Llegar a Chinguetti es saludar de frente al mar de arena que viene avasallando desde el otro extremo del Corazón de la Tierra, y aún de más allá, pues atraviesa Arabia sin detenerse, desde Persia. Y Chinguetti es la ciudad sumergida en sus aguas, devastada por una inundación sólida dormida y despierta, agitada y quieta, en una emoción contenida por el tiempo y el saber de las arenas. Las dunas sepultan las casas derruidas de lasca y troncos de palmeras secas, ocultando el éxtasis de un conocimiento profundo. Moradas construidas por guerreros de la paz y que guardan manuscritos que cierran sus hojas a miradas extrañas.

Entrar en la Mezquita de Chinquetti es la locura de penetrar en un bosque ordenado de menhires celtas. Y el viento, que viene recogiendo por los frentes de las dunas, los granos más finos de arena para trenzarlos en una estera dorada, loco también, también entra, la extiende, y reza.

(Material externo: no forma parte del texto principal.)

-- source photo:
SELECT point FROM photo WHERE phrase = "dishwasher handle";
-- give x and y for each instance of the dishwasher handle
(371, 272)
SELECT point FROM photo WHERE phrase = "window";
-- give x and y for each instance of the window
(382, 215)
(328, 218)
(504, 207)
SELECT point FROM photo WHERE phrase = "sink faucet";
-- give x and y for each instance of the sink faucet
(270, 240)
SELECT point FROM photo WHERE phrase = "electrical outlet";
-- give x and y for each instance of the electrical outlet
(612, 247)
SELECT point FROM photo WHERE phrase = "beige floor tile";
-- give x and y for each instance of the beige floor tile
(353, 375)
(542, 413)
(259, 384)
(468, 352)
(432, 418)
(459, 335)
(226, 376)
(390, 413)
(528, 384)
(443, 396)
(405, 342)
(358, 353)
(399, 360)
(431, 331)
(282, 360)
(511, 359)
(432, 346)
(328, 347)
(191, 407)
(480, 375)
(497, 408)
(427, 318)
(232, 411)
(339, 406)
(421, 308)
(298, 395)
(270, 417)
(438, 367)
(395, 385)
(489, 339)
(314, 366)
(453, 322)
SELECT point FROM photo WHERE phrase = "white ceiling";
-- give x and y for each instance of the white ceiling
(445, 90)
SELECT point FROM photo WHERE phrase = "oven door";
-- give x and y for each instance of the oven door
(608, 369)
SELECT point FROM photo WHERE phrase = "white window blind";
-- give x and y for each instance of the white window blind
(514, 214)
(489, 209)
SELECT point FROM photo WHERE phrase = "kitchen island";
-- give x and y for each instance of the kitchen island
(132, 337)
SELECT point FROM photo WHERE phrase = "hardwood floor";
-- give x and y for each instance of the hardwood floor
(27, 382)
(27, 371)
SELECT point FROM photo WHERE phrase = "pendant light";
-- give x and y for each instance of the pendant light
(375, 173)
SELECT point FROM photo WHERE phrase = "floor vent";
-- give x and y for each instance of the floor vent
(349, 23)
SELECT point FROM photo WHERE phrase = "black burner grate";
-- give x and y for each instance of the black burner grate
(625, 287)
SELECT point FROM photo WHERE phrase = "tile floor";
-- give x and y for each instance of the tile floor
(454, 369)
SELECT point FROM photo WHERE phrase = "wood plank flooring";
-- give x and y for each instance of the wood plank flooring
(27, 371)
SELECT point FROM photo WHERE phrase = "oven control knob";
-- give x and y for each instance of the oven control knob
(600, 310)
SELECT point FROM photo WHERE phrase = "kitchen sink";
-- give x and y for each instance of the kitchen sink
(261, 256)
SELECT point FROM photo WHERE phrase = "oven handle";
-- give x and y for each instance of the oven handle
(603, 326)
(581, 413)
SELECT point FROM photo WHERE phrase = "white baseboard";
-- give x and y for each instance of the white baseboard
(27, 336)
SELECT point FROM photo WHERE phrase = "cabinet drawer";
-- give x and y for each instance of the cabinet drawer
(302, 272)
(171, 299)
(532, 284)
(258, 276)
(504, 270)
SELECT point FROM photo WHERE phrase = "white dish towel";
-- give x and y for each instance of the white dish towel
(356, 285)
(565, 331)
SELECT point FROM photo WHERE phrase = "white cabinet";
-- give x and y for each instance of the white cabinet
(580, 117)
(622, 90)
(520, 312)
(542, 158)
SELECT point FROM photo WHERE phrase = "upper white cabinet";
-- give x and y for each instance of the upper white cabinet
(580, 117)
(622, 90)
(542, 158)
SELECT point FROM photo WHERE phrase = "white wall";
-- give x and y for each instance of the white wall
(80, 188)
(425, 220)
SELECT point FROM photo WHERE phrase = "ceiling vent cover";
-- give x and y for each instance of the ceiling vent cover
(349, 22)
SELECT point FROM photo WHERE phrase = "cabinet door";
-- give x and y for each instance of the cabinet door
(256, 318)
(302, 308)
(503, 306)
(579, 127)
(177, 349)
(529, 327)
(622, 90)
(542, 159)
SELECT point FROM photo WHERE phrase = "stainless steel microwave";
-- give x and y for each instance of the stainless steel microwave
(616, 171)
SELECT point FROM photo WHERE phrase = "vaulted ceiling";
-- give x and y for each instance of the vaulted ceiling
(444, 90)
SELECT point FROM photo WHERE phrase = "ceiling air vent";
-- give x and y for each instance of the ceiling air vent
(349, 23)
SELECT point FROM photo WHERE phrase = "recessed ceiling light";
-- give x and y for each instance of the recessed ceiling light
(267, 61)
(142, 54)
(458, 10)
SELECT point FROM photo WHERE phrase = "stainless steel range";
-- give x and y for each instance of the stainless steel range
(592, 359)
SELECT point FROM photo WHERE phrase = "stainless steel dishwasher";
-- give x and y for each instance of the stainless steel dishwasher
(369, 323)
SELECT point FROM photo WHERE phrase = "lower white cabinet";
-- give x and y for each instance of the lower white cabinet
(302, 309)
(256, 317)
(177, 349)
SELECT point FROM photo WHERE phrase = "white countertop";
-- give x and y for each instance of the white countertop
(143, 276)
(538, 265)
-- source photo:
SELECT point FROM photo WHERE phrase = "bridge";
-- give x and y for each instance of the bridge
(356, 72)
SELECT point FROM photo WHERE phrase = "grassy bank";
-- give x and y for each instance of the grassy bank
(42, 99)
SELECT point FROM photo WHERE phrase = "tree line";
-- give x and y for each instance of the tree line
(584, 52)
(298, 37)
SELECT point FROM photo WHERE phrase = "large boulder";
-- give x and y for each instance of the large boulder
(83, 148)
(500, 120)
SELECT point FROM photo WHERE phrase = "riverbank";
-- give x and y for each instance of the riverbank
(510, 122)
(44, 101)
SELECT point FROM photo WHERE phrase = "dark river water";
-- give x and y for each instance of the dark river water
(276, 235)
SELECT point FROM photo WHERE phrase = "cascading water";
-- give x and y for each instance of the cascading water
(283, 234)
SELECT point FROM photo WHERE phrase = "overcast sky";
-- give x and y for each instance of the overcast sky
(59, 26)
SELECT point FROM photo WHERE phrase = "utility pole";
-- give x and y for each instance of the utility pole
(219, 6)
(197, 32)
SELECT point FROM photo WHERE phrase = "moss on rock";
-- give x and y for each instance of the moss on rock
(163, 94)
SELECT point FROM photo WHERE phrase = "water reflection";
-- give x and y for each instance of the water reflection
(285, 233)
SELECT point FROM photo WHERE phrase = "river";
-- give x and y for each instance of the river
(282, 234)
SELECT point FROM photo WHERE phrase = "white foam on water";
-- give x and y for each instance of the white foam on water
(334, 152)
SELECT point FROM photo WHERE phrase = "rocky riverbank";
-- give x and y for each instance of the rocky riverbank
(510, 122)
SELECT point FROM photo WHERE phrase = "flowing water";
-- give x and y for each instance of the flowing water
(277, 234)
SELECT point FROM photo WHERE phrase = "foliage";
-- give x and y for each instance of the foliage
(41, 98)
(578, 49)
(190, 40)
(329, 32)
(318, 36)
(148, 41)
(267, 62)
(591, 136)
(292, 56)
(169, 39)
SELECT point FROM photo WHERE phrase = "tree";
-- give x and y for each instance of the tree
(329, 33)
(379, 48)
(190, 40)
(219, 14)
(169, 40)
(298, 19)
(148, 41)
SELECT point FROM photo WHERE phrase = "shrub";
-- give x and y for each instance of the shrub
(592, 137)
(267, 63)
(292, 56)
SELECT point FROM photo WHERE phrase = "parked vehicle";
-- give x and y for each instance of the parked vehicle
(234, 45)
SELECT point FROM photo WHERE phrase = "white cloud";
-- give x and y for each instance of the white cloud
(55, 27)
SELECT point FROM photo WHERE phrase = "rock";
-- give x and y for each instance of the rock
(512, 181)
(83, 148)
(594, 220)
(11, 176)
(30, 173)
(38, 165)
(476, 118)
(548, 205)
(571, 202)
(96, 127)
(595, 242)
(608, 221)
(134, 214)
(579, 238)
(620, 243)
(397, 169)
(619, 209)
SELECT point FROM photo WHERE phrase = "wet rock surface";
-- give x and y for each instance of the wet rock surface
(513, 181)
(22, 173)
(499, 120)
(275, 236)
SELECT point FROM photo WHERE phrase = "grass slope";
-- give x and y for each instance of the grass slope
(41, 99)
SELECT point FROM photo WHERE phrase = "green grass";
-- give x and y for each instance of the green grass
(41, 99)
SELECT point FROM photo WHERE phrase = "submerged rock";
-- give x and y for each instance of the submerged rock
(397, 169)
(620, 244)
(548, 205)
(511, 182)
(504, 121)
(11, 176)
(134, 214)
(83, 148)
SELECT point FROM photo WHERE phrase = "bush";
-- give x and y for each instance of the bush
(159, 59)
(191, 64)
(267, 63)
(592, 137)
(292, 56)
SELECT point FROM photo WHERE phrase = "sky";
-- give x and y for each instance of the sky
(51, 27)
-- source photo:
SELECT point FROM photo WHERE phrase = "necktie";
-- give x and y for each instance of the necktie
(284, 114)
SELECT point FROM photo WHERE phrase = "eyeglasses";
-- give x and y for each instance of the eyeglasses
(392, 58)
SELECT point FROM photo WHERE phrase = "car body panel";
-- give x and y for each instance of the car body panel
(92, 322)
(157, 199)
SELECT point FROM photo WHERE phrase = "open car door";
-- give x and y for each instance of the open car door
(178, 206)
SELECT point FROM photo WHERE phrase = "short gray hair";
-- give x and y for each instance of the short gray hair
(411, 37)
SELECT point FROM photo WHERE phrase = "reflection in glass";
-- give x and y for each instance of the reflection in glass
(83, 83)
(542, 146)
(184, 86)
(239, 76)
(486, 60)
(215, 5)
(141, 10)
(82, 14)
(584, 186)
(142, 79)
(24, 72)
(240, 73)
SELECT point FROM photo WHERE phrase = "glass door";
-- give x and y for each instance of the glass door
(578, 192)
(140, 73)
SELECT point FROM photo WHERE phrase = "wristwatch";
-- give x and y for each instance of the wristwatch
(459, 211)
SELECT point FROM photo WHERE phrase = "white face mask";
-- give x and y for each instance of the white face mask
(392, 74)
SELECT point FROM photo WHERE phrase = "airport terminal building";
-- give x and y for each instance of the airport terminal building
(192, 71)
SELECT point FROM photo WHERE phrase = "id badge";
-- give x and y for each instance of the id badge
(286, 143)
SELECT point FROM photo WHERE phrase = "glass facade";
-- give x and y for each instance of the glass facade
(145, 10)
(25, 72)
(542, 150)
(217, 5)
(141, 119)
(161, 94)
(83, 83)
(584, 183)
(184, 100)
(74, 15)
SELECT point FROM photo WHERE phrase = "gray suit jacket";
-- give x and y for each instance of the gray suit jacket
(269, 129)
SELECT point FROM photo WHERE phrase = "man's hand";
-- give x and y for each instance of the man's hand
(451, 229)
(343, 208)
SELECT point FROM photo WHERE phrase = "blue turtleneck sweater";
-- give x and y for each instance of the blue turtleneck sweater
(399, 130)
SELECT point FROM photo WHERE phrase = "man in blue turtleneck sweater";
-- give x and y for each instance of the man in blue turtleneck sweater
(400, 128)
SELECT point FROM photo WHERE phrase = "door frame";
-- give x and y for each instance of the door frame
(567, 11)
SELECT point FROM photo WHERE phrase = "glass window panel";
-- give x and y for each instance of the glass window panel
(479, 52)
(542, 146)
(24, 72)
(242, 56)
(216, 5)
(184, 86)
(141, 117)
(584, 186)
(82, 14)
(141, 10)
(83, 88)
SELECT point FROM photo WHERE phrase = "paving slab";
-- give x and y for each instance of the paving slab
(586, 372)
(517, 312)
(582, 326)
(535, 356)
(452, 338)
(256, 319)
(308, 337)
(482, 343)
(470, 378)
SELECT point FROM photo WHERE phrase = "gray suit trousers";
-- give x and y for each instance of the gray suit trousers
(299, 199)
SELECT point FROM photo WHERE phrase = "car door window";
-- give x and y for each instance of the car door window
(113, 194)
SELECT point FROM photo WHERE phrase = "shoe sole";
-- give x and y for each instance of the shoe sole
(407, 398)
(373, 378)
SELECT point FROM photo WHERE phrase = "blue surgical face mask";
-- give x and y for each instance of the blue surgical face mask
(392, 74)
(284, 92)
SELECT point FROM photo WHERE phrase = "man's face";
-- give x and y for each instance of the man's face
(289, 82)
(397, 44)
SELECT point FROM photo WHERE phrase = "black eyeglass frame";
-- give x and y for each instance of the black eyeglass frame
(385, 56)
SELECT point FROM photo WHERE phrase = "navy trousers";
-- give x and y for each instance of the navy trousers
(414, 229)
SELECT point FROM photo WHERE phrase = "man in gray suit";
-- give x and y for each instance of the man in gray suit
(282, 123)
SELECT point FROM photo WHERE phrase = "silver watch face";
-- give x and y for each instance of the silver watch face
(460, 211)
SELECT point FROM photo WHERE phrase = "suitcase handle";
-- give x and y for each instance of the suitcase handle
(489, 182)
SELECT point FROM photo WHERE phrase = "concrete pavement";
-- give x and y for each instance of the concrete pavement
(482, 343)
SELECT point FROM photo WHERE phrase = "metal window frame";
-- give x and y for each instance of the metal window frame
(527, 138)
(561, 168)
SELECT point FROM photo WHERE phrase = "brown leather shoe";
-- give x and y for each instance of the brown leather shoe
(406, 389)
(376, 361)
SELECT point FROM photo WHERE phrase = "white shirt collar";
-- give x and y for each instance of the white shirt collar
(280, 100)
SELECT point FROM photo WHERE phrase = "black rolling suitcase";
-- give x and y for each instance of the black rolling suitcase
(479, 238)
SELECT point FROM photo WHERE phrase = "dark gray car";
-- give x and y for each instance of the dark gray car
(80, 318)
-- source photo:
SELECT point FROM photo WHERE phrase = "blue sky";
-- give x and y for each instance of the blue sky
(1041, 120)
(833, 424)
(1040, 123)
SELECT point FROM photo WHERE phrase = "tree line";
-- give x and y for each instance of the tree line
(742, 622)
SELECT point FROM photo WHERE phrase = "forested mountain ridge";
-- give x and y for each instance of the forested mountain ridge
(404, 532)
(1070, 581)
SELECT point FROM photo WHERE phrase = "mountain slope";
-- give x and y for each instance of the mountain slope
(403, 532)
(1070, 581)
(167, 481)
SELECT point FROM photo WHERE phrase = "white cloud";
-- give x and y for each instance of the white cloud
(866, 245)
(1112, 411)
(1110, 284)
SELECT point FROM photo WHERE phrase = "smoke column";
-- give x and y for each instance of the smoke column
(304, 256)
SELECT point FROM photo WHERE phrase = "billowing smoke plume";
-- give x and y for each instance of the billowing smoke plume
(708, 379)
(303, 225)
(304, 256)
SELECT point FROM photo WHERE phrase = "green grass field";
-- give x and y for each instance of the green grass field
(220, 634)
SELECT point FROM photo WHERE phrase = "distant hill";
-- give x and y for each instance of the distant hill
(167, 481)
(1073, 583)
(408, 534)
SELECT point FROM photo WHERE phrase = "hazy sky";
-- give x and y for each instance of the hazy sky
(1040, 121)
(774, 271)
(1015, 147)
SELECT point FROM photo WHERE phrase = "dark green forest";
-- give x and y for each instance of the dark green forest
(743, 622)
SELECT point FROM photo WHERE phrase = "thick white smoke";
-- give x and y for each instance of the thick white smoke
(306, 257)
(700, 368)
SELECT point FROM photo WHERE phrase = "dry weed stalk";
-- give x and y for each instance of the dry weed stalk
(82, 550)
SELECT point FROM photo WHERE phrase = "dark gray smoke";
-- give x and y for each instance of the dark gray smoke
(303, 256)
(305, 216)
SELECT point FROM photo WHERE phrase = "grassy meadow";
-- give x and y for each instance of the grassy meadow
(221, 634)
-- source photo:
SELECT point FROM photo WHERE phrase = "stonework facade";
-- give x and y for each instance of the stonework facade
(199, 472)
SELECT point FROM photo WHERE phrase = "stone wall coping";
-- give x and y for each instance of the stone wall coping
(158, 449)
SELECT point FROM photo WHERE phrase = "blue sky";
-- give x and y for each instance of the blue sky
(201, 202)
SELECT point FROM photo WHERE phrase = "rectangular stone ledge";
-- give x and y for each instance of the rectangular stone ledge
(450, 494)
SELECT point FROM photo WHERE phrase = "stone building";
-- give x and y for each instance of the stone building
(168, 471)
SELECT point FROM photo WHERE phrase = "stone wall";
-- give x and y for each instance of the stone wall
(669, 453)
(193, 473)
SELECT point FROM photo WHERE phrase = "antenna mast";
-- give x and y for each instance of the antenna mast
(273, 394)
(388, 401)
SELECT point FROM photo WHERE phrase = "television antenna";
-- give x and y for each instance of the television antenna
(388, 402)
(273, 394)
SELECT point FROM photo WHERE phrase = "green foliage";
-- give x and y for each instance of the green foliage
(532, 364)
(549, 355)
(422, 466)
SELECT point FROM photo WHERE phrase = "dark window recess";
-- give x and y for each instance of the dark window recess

Es la alfombra más hermosa. Más suave que la seda, e incorruptible. El océano del Tiempo la va ocultando, para esconder, como un tesoro, la sabiduría de quien se ha postrado en ella. Y cuando llega alguien desde muy lejos, como yo, y pone la frente en el suelo, te da a saborear un poco de lo que conserva.

Ahmed y yo subimos a la torre de la Mezquita, que es un emblema mauritano y figura en el papel moneda del país. Nos lo permitió el guardián, que nos acompañó hasta arriba. Ahmed y yo, en el mes de Junio subimos a la Giralda. Y le dije al guardián: “Por favor, ruegue a Allah para que en la ciudad de donde vengo, que se llama Isbiliya, Sevilla, en Al Andalus, se construya una mezquita”.

Y me respondió: “ Allah escucha con agrado las peticiones de quien se halla lejos del lugar donde quiere que llegue el beneficio de su súplica”.

Chinguetti encuentra su felicidad sumergida en las aguas cristalinas de sílice y calcita, sabiendo que su esencia se guarda en corazones que palpitan en todas las latitudes. Y el mar que la sumerge es como un velo protector que la preserva de sus propios resplandores.